Redirects your plumbing for you.

Related tags

Utilities valve
Overview

Valve

_Redirects your plumbing for you. _

valve creates multi-threaded Plumber APIs powered by Rust's tokio and axum web frameworks.

Motivation

Plumber is an R package that creates RESTful APIs from R functions. It is limited in that each API is a single R process and thus a single thread. Multiple queries are executed in the sequence that they came in. Scaling plumber APIs is not easy. The intention of valve is to be able to make scaling plumber APIs, and thus R itself, easier. We can make R better by leveraging Rust's "fearless concurrency."

Installation

Install the R package using {remotes}. Note that this will compile the package from source which will require Rust to be installed. If you don't have rust installed follow the instructions here. Rust is the second easiest programming language to install after R.
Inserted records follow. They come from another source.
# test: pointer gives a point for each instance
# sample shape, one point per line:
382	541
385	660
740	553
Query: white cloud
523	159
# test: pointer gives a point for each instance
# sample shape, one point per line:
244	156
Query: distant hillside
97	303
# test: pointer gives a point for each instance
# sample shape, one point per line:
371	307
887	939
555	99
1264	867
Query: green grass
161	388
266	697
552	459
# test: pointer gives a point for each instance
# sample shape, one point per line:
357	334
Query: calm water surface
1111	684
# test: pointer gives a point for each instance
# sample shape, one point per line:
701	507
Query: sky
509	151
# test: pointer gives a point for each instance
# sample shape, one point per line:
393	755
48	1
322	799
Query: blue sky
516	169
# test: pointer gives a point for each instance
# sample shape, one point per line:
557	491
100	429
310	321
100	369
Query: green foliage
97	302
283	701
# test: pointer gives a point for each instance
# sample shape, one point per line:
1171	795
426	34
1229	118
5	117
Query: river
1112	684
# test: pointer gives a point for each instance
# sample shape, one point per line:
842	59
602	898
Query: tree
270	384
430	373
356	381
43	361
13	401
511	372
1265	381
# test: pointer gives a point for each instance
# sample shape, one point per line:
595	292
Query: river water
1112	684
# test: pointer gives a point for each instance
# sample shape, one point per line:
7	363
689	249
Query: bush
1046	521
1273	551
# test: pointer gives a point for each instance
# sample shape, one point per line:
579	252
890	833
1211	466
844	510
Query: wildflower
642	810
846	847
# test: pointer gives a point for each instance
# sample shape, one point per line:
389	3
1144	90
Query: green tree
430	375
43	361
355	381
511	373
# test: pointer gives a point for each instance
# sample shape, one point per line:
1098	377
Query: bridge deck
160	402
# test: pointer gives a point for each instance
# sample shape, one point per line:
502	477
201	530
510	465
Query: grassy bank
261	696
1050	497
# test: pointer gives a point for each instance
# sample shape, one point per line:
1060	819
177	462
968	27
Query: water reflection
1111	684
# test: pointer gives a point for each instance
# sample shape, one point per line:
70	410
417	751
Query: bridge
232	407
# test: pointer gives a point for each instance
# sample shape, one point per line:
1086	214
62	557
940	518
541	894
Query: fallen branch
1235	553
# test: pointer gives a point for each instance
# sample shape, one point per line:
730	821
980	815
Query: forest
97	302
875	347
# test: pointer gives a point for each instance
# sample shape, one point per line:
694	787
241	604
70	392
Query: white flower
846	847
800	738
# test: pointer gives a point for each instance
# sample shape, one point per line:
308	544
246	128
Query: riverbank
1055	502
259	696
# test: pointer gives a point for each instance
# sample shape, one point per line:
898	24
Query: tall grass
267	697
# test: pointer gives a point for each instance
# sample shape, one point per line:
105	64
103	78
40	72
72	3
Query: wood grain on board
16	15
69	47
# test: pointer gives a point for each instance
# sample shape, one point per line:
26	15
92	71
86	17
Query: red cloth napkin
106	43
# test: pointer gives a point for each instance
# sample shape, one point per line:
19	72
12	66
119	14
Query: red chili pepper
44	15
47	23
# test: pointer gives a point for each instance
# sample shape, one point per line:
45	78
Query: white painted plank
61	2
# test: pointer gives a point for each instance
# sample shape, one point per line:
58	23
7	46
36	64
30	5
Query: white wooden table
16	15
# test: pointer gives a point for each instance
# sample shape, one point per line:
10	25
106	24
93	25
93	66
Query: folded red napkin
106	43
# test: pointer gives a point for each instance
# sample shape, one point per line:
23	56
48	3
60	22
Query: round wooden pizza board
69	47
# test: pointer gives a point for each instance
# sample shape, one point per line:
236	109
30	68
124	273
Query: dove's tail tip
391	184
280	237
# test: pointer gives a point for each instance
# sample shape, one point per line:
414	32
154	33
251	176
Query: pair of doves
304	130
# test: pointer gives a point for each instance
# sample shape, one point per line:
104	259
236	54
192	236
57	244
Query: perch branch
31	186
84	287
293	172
I also recommend installing the development version of {rextendr} via pak::pak("extendr/rextendr") which provides the function rextendr::rust_sitrep() which will update you on if you have a compatible Rust installation.
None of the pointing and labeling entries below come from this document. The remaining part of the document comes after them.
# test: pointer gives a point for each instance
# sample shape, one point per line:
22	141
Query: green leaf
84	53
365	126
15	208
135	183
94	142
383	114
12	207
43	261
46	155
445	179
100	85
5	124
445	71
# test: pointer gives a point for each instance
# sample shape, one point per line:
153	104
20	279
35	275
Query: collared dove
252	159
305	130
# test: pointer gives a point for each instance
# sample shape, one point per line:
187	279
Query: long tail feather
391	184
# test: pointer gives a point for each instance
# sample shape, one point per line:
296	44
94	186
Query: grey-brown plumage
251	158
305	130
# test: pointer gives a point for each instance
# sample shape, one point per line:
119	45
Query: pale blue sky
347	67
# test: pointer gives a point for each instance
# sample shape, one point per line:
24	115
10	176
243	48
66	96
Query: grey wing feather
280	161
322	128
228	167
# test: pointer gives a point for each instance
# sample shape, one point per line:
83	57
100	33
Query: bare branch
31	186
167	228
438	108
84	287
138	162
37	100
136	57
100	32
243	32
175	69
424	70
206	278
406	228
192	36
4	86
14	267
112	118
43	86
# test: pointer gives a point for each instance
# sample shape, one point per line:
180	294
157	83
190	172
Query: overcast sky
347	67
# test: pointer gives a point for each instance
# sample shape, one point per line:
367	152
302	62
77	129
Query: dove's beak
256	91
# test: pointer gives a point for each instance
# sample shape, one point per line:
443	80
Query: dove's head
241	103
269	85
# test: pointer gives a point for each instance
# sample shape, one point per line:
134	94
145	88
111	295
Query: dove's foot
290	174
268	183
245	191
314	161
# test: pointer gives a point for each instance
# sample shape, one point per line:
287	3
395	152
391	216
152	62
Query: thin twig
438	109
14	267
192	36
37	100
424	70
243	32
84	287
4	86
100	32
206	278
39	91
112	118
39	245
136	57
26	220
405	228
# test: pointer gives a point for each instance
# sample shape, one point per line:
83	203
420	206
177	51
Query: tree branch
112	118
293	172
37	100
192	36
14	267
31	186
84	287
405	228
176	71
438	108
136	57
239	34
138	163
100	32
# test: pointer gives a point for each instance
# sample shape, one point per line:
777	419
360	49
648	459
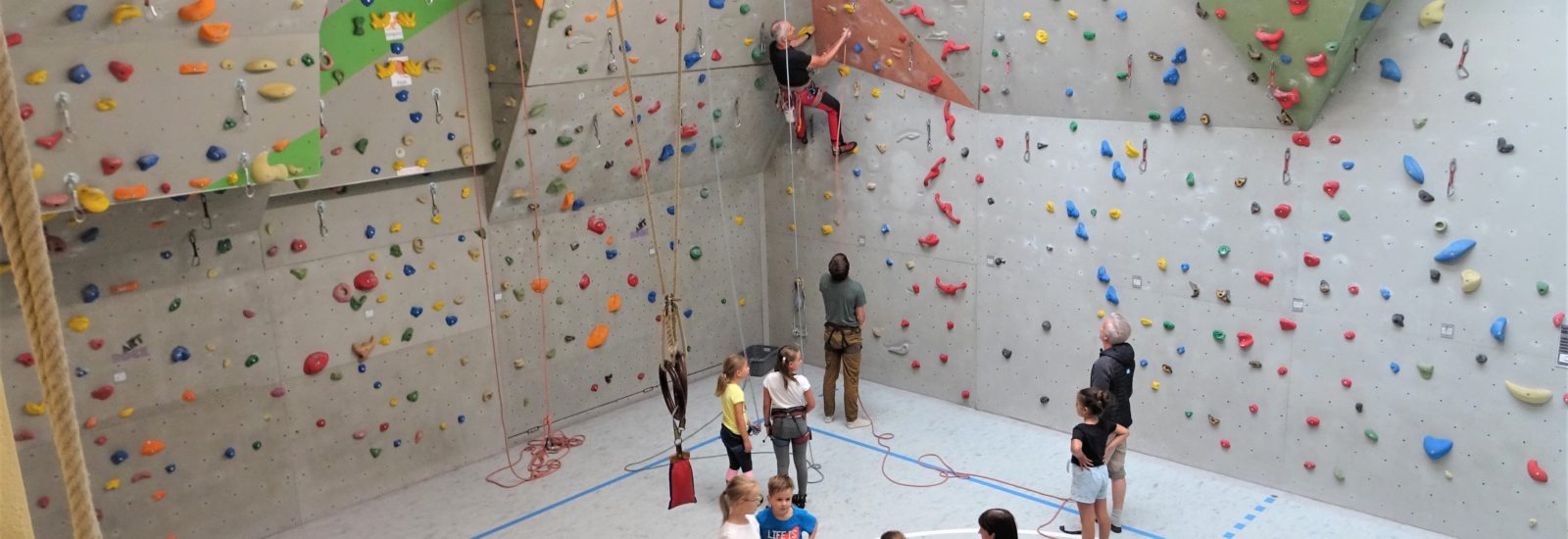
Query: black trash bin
762	359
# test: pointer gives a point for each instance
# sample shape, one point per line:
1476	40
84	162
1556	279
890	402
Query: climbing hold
1390	70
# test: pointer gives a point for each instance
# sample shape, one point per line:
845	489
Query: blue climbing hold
1413	170
1437	447
1390	70
78	74
1455	250
1372	10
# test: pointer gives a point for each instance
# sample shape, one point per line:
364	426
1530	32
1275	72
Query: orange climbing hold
598	335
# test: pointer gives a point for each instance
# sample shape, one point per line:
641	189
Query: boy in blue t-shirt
783	520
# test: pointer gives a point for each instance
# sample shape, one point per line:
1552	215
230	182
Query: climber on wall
1112	371
844	301
796	88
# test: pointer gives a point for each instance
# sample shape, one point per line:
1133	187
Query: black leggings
736	447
remotes::install_github("josiahparry/valve")

When the R package is built it also includes the binary executable at inst/valve. So if you ever find yourself needing the executable system.file("valve", package = "valve") will point you right to it! This will always be the version of the executable that your R package is using.
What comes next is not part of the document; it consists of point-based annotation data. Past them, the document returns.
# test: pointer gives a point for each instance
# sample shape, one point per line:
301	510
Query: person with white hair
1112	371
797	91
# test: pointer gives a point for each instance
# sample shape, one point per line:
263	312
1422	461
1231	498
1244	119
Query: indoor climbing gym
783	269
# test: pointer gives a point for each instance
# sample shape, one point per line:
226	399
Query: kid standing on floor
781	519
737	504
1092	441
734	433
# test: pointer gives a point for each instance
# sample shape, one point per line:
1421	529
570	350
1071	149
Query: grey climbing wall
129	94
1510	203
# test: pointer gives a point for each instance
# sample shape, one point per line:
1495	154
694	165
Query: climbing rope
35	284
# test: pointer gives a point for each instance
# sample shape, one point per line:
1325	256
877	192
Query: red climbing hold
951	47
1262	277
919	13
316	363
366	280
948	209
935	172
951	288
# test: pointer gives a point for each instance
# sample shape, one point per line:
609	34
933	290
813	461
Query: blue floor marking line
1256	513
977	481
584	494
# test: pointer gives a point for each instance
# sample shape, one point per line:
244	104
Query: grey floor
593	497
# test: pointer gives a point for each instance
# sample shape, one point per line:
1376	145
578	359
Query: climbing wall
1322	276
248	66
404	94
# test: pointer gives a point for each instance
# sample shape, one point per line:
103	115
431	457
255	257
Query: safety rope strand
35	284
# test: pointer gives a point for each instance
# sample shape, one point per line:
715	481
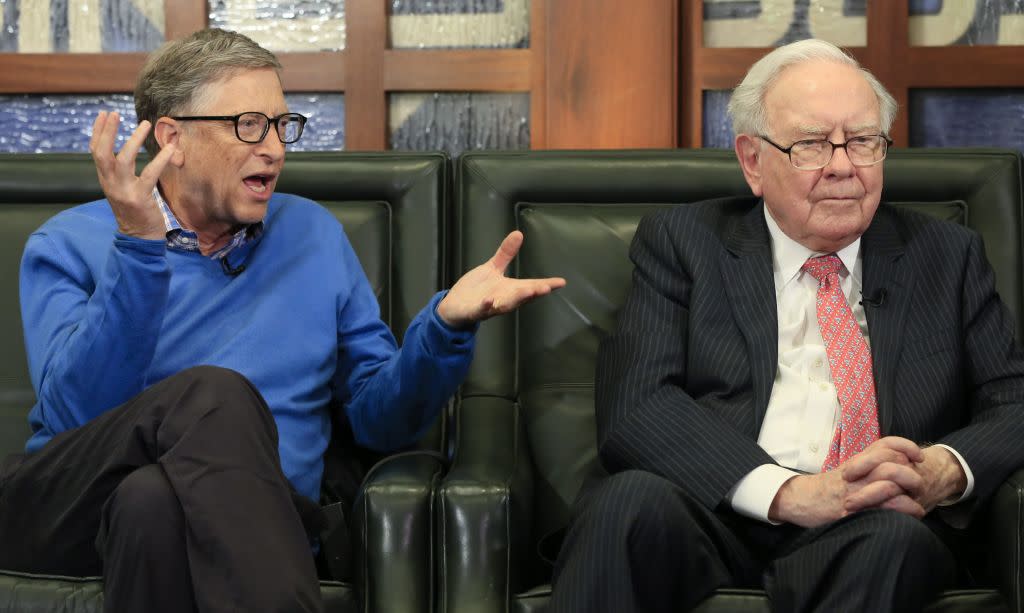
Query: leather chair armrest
392	533
486	508
1007	539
To install the executable only run

cargo install --git https://github.com/josiahparry/valve/ --no-default-features

Creating the app

The R package exports only 1 function: valve_run(). The most important argument is filepath which determines which Plumber API will be executed as well as specifying the host and port to determine where your app will run. Additional configuration can be done with the n_max, workers, check_unused, and max_age argument to specify how your app will scale.

library(valve)
# get included plumber API path
plumber_api_path <- system.file("plumber.R", package = "valve")

valve_run(plumber_api_path, n_max = 5)
#> Docs hosted at <http://127.0.0.1:3000/__docs__/>

n_max refers to the maximum number of background Plumber APIs that can be spawned whereas workers specifies how many main worker threads are available to handle incoming requests. Generally, the number of workers should be equal to the number of plumber APIs since because plumber is single threaded. This is the default. If workers is less than n_max, you'll never spawn the maximum number of APIs.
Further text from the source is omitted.